A glass prism has refractive index $\sqrt 2 $ and refracting angle ${30^o}$. One of the refracting surfaces of the prism is silvered. A beam of monochromatic light will retrace its path if its angle of incidence on the unsilvered refracting surface of the prism is
$
  (a){\text{ 0}} \\
  (b){\text{ }}\dfrac{\pi }{6} \\
  (c){\text{ }}\dfrac{\pi }{4} \\
  (d){\text{ }}\dfrac{\pi }{3} \\
 $

Answer 1

Hint: In this question consider an incident ray is shown when incident on the silvered is coated side of the prism such that the incident angle be $i$. Trace the path and use the fact that the refracted ray must strike at 90 degree on the other surface of the prism. Apply the angle sum property in triangle ABC, to find angle $\angle BCA$ (see the figure). As PQ is a normal to the prism thus angle R can easily be found. Apply the Snell’s law at point C. This will help get the right answer.

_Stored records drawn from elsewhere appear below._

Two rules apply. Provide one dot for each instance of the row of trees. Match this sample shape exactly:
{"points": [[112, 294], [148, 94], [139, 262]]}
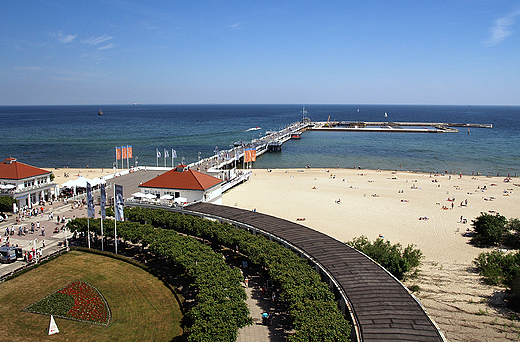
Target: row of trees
{"points": [[499, 267], [312, 306], [221, 309]]}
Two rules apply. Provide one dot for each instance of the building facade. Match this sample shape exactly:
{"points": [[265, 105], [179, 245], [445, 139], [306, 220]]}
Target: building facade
{"points": [[28, 185], [182, 182]]}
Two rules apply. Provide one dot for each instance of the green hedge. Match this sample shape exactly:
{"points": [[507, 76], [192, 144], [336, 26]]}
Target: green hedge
{"points": [[312, 306], [221, 309]]}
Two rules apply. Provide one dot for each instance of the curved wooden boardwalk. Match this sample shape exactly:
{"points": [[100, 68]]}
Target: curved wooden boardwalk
{"points": [[380, 306]]}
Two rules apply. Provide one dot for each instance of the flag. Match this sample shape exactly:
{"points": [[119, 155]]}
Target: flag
{"points": [[53, 328], [103, 201], [247, 156], [91, 212], [120, 203]]}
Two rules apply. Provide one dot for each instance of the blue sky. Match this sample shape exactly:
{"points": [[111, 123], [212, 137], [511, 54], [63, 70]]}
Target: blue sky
{"points": [[197, 52]]}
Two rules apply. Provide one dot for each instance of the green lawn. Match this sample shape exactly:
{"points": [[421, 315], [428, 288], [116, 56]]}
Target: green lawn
{"points": [[143, 309]]}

Complete step-by-step solution:

The pictorial representation of the given problem is shown above.
One of the reflecting surfaces is silvered as shown in the figure by blue color.
The refractive index $\left( \mu \right)$ of the prism is $\sqrt 2 $ and refracting angle $\angle CAB = {30^o}$ as shown in the figure.
Now it is given that a beam of monochromatic light will trace its path if the angle of incidence is?
Now an incident ray is shown when is incident on the silvered coated side of the prism, the angle of incidence is $i$, now to trace its path the refracted ray must strike at 90 degree on the other surface of the prism as shown in the figure.
Let PQ be the normal on the surface of the prism.
And (r) be the refracting angle of the monochromatic light.
Now in triangle ABC, the sum of all angles is 180 degrees.
$ \Rightarrow \angle CAB + \angle BCA + \angle CBA = {180^o}$
Let, $\angle BCA$ = x
$ \Rightarrow {30^o} + x + {90^o} = {180^o}$
Now simplify this we have,
$ \Rightarrow x = {180^o} - {120^0} = {60^o}$
Now PQ is a normal to the prism, so $\angle ACQ = {90^o}$
$ \Rightarrow \angle ACQ = \angle ACB + \angle BCQ = {90^o}$
$ \Rightarrow x + r = {90^o}$
Now substitute the value we have,
$ \Rightarrow r = {90^o} - {60^o} = {30^o}$
Now according to Snell’s law we have,
$ \Rightarrow {\mu _1}\sin i = \mu \sin r$
Where, ${\mu _1}$ is the refractive index of the air which is always 1.
Now substitute all the values in the above equation we have,
$ \Rightarrow \left( 1 \right)\sin i = \left( {\sqrt 2 } \right)\sin {30^o}$
$ \Rightarrow \sin i = \left( {\sqrt 2 } \right)\dfrac{1}{2}$, $\left[ {\because \sin {{30}^o} = \dfrac{1}{2}} \right]$
$ \Rightarrow \sin i = \dfrac{1}{{\sqrt 2 }}$, $\left[ {\because \dfrac{{\sqrt 2 }}{2} = \dfrac{1}{{\sqrt 2 }}} \right]$
$ \Rightarrow \sin i = \sin {45^o}$, $\left[ {\because \sin {{45}^o} = \dfrac{1}{{\sqrt 2 }}} \right]$
Now on comparing we have,
$ \Rightarrow i = {45^o} = \dfrac{\pi }{4}$
So the angle of incidence is $\dfrac{\pi }{4}$.
So this is the required answer.
Hence option (C) is the correct answer.

Note – It is important to understand the concept of angle of prism as any angle inside a prism can’t be considered as the angle of the prism. So angle of prism is specifically defined as the angle between those two surfaces of the prism one from which the light enters the prism and the one from which the light goes out of the prism after the refraction. In this case it was the angle between the silvered and the unsilvered surface of the prism.